Figure Poems See concrete poetry.
 
Figures of Speech See 'Figurative Language' above.
 
Fleshly School of Poetry Derogatory term coined by Robert Buchanan (writing as Thomas Maitland) to describe the work of D.G. Rossetti, A.C. Swinburne and William Morris who he saw as being immoral and overly sensual.
 
Flyting A contest of invective between two poets e.g. the Flyting of Dunbar and Kennedie.
 
Foot/feet A foot is a basic unit of a meter. In English, a metrical foot normally contains either two or three syllables with varying patterns of stress. See meter.
 
Forensics Poetry involving argument and debate.
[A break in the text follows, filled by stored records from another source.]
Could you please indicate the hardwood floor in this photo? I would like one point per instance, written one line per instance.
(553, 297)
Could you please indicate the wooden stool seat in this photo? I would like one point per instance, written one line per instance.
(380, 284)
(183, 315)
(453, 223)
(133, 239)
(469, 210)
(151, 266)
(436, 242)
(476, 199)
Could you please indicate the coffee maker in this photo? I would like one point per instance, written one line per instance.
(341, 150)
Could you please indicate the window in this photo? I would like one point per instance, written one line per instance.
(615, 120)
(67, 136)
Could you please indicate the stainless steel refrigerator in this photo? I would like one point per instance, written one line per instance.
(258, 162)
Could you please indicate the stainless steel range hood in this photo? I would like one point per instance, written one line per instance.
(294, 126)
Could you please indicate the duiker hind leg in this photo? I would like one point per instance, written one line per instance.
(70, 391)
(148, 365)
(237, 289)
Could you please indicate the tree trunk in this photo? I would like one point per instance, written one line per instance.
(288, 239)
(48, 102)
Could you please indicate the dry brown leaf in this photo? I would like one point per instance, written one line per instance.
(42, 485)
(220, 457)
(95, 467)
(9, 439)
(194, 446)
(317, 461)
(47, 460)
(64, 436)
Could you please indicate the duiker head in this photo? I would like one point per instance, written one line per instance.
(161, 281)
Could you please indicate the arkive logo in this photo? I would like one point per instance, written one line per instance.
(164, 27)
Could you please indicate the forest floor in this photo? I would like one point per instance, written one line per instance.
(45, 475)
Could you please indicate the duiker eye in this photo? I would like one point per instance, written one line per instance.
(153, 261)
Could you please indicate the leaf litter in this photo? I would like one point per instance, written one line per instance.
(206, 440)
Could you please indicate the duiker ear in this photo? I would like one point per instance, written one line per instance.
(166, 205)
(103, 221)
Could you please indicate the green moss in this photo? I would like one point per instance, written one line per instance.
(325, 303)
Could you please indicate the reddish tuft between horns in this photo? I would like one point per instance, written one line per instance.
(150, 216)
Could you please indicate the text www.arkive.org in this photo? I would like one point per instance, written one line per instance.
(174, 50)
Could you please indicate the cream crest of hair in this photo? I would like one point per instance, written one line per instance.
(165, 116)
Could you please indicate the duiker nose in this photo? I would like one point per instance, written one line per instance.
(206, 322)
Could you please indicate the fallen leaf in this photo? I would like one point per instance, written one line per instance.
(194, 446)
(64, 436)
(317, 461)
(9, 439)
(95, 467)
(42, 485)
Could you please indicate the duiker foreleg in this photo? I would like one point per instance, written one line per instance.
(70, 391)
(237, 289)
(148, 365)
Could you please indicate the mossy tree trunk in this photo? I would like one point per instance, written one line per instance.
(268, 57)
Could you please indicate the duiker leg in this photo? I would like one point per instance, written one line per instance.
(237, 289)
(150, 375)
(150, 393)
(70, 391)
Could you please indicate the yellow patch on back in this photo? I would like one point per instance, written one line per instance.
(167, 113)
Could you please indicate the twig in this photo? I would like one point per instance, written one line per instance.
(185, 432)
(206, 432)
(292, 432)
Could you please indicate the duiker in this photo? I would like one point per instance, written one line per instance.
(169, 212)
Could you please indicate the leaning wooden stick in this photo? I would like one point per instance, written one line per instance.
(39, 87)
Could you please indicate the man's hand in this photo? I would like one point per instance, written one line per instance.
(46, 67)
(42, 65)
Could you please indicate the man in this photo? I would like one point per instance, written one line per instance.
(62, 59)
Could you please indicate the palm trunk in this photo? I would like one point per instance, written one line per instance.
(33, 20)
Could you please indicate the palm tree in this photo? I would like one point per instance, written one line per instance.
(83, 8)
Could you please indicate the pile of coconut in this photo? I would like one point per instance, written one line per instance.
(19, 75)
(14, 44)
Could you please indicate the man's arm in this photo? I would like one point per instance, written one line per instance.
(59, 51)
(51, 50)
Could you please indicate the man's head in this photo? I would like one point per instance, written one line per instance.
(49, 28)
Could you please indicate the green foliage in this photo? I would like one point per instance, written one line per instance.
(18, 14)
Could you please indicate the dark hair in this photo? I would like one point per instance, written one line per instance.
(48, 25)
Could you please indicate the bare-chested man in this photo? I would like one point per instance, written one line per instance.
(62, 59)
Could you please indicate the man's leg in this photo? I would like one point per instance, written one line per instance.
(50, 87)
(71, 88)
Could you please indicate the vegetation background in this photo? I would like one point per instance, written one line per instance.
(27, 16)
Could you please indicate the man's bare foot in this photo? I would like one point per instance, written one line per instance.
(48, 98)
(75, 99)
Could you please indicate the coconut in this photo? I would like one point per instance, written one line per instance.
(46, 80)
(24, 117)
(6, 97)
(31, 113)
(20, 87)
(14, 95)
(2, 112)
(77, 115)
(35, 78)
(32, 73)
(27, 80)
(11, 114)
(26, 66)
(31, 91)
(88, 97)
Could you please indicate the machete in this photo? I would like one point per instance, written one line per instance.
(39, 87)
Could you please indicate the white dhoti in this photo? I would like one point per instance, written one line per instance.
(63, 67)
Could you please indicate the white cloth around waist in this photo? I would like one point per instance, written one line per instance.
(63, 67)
Form The structural components of a poem e.g. stanza pattern, metre, syllable count etc - as opposed to the content. T.S.Eliot said that: 'In the perfect poet they (form and content) fit and are the same thing'.
 
Found Poetry Poetry that is discovered 'ready-made' within the text of books, newspapers, advertisements etc. Several years ago I came across the following double haiku in the Eastern Daily Press:

Conscientious pig
Person required for large
Modern sow unit.

Experience of
Artificial insemin-
ation essential.
 

Four Ages of Poetry Title of a (light hearted) essay by Thomas Love Peacock in which he classified poetry in terms of four periods: iron, gold, silver and brass.
 
Four Meanings Classification devised by I.A.Richards in his Practical Criticism (1930) which distinguishes the four different meanings in a poem, namely:

1) Sense - what is actually said
2) Feeling - the poet's emotional attitude
3) Tone - the poet's attitude to his/her reader
4) Intention - the poet's purpose or the effect he/she is trying to create.
 

Fourteener A line of poetry containing fourteen syllables. Usually refers to iambic heptameter e.g. Captain Stratton's Fancy by John Masefield.
 
Free verse Verse without formal meter or rhyme patterns. Free verse, instead, relies upon the natural rhythms of everyday speech. The American poet Walt Whitman was a pioneer of free verse (see Song of Myself). However, it was fellow Americans T.S.Eliot and Ezra Pound who are generally regarded as the major instigators of free verse in English. Free verse is particularly associated with both the imagist and modernist movements. See also vers libre.
 
French Forms Intricate stanza forms devised by the French Provençal troubadour poets. These include: the ballade, the chant royal, the kyrielle, the lai, the rondeau, the rondeau redoublé, the rondel, the rondelet, the sestina, the triolet, the virelai and the villanelle. Many of these forms were subsequently used by the famous 15th century French poet François Villon. Henry Austin Dobson and A. C. Swinburne were two English poets who specialised in the use of French forms.